25 years after his untimely death, there has never been anyone like Brett Whiteley in the history of Australian art. A talented self-taught illustrator and painter, he was catapulted out of Sydney at 20 when he won a travelling art scholarship to Italy. So began a stellar career which saw him budding in Europe, flourishing in London, and almost disintegrating in New York.
Returning to Australia in 1969, Whiteley helped to define the young nation’s unique creative voice, as it emerged from colonial conservatism and independently entered an ambitious, cosmopolitan era. Whiteley combined the influence of Lloyd Rees (his own Australian role model) with eclectic inspirations gathered overseas, forming an illuminating personal style that propelled him into the global limelight.
Whiteley’s constant muse was his wife, Wendy. Both a catalyst for his creative passions and a witness to their incendiary consequences, she remains the sole custodian of his artistic legacy. When they met, she was an art student, almost 16, and 17-year-old Whiteley was instantly spellbound by her.
Together, the wide-eyed teen sweethearts grew into international art rockstars, with Brett’s increasingly complex and contradictory persona swinging them between triumph and disaster. Wendy was the subject of some of his most famous and popular paintings, and was the mother of their only child, Arkie.
Like so many brilliant artists, Whiteley’s ambitious ascent to dizzying heights would eventually meet with a tragic downfall. Having built a tower of artistic statements exploring monumental ideas like Love, Evil, War, Beauty and “Endlessnessism”, he irretrievably fell from it.
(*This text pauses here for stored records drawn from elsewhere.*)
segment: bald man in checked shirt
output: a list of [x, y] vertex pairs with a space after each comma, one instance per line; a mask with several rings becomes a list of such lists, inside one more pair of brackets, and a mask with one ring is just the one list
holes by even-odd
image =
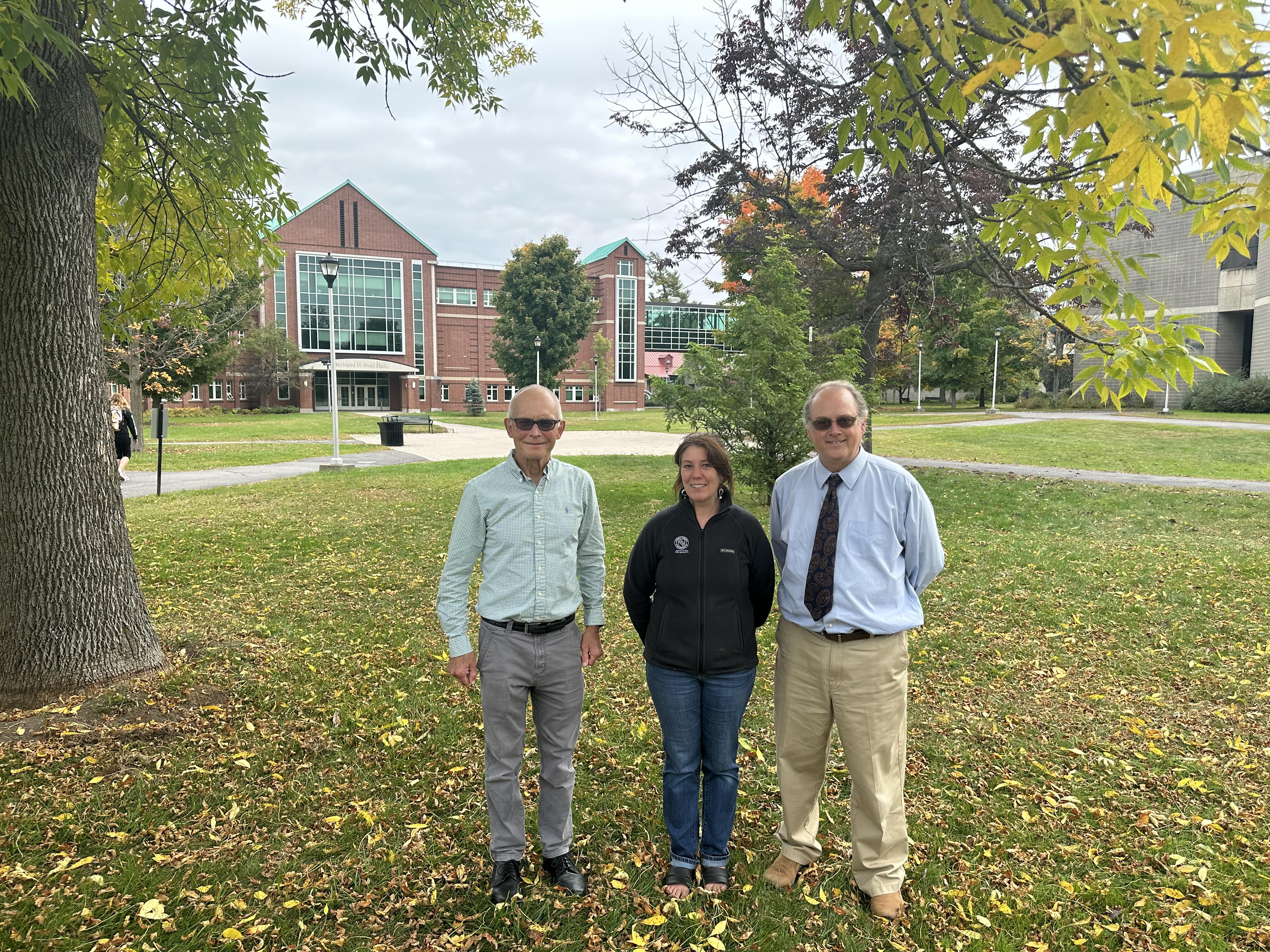
[[[437, 592], [450, 673], [464, 685], [480, 675], [493, 902], [521, 894], [521, 760], [530, 698], [542, 763], [542, 864], [556, 886], [587, 892], [587, 877], [570, 854], [573, 751], [582, 726], [582, 669], [603, 655], [605, 623], [605, 533], [596, 485], [585, 470], [551, 458], [565, 428], [560, 401], [546, 387], [526, 387], [512, 399], [503, 425], [513, 449], [464, 489]], [[467, 638], [467, 588], [478, 559], [479, 655]]]

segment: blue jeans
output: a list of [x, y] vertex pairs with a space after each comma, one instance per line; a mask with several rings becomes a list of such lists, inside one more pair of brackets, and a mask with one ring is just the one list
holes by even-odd
[[728, 866], [740, 774], [737, 744], [754, 670], [704, 677], [650, 664], [645, 670], [662, 721], [662, 814], [671, 866]]

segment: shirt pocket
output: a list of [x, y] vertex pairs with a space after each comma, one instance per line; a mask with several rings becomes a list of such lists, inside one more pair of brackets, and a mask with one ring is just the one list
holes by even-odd
[[893, 536], [890, 526], [878, 519], [847, 519], [847, 552], [851, 555], [885, 555], [892, 548]]

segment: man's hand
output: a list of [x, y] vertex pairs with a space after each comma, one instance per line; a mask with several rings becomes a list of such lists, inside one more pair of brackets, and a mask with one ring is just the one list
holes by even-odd
[[605, 649], [599, 644], [599, 626], [588, 625], [582, 630], [582, 666], [591, 668], [603, 656]]
[[[599, 644], [598, 641], [596, 642]], [[450, 659], [450, 673], [458, 679], [465, 688], [476, 680], [476, 652], [469, 651], [466, 655], [455, 655]]]

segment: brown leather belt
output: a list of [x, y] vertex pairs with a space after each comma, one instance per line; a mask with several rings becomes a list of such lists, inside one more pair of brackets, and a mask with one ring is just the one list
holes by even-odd
[[[837, 641], [839, 645], [843, 641], [864, 641], [865, 638], [884, 638], [885, 635], [871, 635], [864, 628], [856, 628], [853, 631], [834, 632], [834, 631], [818, 631], [815, 632], [826, 641]], [[889, 632], [888, 632], [889, 633]]]

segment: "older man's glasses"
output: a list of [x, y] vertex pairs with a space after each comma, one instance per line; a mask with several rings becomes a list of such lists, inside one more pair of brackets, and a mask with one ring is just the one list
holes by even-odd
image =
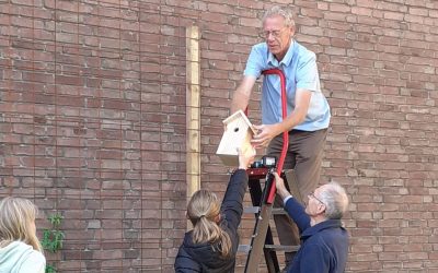
[[310, 192], [310, 193], [308, 194], [308, 198], [309, 198], [309, 199], [310, 199], [310, 198], [313, 198], [314, 200], [316, 200], [316, 201], [320, 202], [321, 204], [325, 205], [325, 203], [322, 202], [321, 199], [319, 199], [319, 198], [315, 197], [314, 191]]
[[280, 37], [280, 35], [285, 28], [286, 27], [284, 27], [281, 29], [276, 29], [276, 31], [262, 31], [260, 33], [260, 36], [261, 36], [261, 38], [265, 38], [265, 39], [269, 38], [269, 36], [273, 36], [274, 38], [278, 38], [278, 37]]

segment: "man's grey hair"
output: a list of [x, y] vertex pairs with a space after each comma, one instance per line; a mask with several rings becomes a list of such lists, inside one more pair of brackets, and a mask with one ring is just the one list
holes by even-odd
[[267, 17], [280, 15], [285, 19], [285, 26], [295, 26], [293, 14], [291, 10], [281, 8], [279, 5], [274, 5], [265, 12], [263, 16], [262, 24], [265, 23]]
[[347, 193], [337, 182], [327, 183], [320, 192], [320, 199], [325, 204], [325, 216], [328, 219], [341, 219], [348, 209]]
Whiteley’s artworks were made across just 30 years, but their ongoing impact on Australia’s creative culture is extraordinary: he blazed a trail that still lights a path forward for a new generation of artists.
Curriculum Guidelines:
This feature length documentary is suitable for middle and senior secondary students in the following study areas:
- Studio Arts subjects including Art History, Drawing, Colour and Design. Examining the work of an artist whose style and subjects were very central to his life experiences and energetic personality. The film looks at Whiteley as a fine draughtsman, colourist and innovator in composition and scale.
- Australian Culture and Society – understanding how Whiteley’s life and work both challenged and was challenged by the times in which he lived and worked – from his birth in Sydney in 1939 to his premature death in 1992. What was life in Australia like for a young artist in 1960s and 70s Australia and how did Whiteley create a strikingly Australian perspective in his work? How did his work transcend the nationalism so often reflected in the work of other Australian artists?
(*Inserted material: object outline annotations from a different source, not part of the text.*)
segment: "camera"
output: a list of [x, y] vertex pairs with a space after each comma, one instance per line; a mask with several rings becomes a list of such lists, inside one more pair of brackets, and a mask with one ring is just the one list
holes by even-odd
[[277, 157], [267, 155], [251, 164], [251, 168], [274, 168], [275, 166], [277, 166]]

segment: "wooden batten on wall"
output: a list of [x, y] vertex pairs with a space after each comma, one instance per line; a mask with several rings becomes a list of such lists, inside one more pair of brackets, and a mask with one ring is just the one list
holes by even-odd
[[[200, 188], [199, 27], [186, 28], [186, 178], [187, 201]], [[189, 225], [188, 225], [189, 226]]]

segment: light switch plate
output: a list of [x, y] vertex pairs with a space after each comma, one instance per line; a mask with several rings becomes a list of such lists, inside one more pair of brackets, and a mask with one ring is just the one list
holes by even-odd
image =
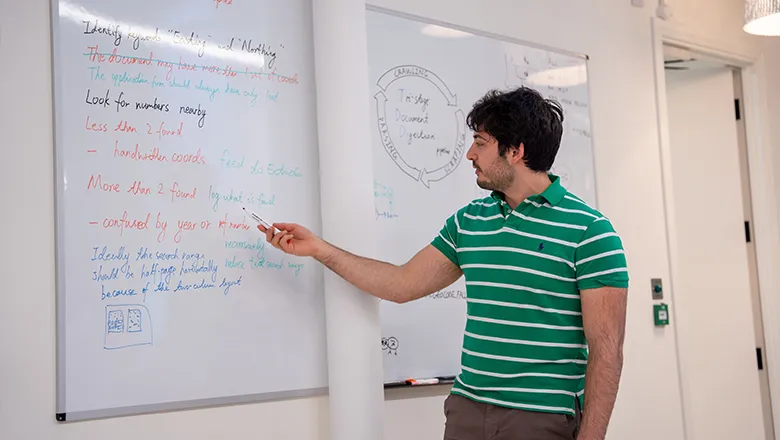
[[650, 291], [653, 292], [653, 299], [664, 299], [664, 285], [660, 278], [650, 280]]

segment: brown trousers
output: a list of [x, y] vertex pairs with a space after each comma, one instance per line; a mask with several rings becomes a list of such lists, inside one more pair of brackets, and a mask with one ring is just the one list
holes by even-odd
[[444, 440], [574, 440], [581, 414], [503, 408], [450, 394], [444, 401]]

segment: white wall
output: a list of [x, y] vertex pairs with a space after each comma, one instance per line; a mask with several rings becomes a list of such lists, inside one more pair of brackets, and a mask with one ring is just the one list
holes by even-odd
[[[626, 363], [610, 438], [682, 439], [673, 329], [655, 329], [649, 279], [668, 283], [658, 150], [652, 8], [629, 0], [373, 0], [372, 3], [591, 56], [600, 208], [623, 235], [631, 277]], [[654, 3], [651, 0], [648, 4]], [[741, 0], [673, 1], [680, 23], [753, 47]], [[653, 5], [654, 6], [654, 5]], [[555, 11], [562, 8], [564, 12]], [[0, 438], [327, 438], [325, 398], [185, 411], [59, 426], [54, 421], [54, 230], [48, 0], [0, 0]], [[699, 17], [697, 14], [704, 11]], [[150, 12], [151, 13], [151, 12]], [[727, 19], [726, 25], [720, 21]], [[464, 54], [464, 62], [469, 62]], [[776, 66], [778, 67], [778, 66]], [[780, 69], [774, 70], [780, 73]], [[777, 91], [775, 91], [777, 93]], [[774, 119], [780, 117], [775, 108]], [[780, 136], [778, 136], [780, 139]], [[779, 167], [780, 169], [780, 167]], [[667, 292], [668, 293], [668, 292]], [[673, 323], [674, 325], [674, 323]], [[420, 392], [421, 390], [412, 390]], [[388, 439], [439, 438], [441, 391], [388, 393]], [[400, 394], [400, 395], [399, 395]]]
- English – Investigating how the style of a biography can sympathetically reflect the essence of an individual and his times.
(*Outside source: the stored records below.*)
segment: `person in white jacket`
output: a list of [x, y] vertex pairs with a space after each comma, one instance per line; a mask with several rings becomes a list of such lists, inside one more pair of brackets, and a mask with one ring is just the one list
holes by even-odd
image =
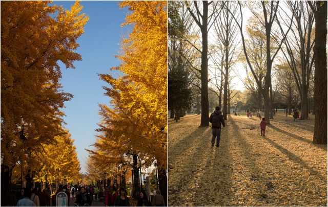
[[40, 201], [39, 200], [39, 197], [37, 196], [37, 188], [34, 188], [33, 191], [32, 191], [30, 199], [35, 204], [36, 206], [40, 206]]

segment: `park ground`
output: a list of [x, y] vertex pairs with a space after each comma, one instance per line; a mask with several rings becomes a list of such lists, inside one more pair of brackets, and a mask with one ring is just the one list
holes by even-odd
[[264, 137], [258, 118], [228, 116], [219, 148], [200, 115], [169, 119], [169, 205], [327, 206], [327, 146], [312, 144], [314, 117], [283, 113]]
[[[74, 203], [75, 202], [76, 198], [73, 197], [71, 198], [71, 200], [70, 200], [70, 206], [74, 206]], [[99, 200], [93, 200], [91, 203], [92, 206], [105, 206], [104, 204], [104, 202], [102, 201], [99, 201]]]

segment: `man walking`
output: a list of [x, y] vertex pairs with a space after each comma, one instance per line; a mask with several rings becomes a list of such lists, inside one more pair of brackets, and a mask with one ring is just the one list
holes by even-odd
[[210, 122], [212, 123], [212, 146], [214, 146], [215, 137], [216, 137], [216, 147], [220, 146], [220, 135], [221, 134], [221, 123], [225, 127], [224, 120], [221, 112], [221, 108], [219, 106], [215, 107], [215, 110], [210, 116]]

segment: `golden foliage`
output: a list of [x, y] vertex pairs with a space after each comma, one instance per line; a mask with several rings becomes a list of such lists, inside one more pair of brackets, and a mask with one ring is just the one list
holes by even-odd
[[[121, 64], [112, 70], [124, 75], [117, 79], [110, 74], [100, 78], [111, 97], [112, 107], [100, 104], [101, 135], [91, 157], [97, 166], [111, 166], [130, 160], [130, 150], [138, 154], [147, 167], [156, 159], [166, 168], [167, 133], [167, 20], [166, 2], [123, 2], [131, 12], [122, 25], [133, 29], [121, 42]], [[123, 168], [127, 167], [123, 165]]]
[[232, 115], [219, 148], [200, 118], [169, 121], [169, 205], [326, 205], [327, 147], [312, 144], [313, 118], [277, 112], [262, 137], [258, 118]]
[[60, 108], [73, 96], [61, 89], [58, 62], [74, 68], [81, 60], [74, 51], [89, 18], [79, 2], [70, 10], [50, 3], [1, 2], [1, 156], [10, 167], [26, 162], [32, 169], [43, 148], [66, 133]]

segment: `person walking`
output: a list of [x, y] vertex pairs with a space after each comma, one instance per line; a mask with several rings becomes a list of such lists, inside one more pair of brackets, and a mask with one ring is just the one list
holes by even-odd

- Media and Film Studies – Exploring how this film is constructed to mirror the energy, vigour and contradictions that characterised Whiteley’s work and life. As producer Sue Clothier says – Brett was a larger than life character and taking a traditional biopic documentary approach didn’t feel right.
The pace, style and music used in the film make it very accessible and entertaining. It literally races along through Whiteley’s life and work, providing a vividly compelling and intimate portrait in words and images of this important artist’s life and work.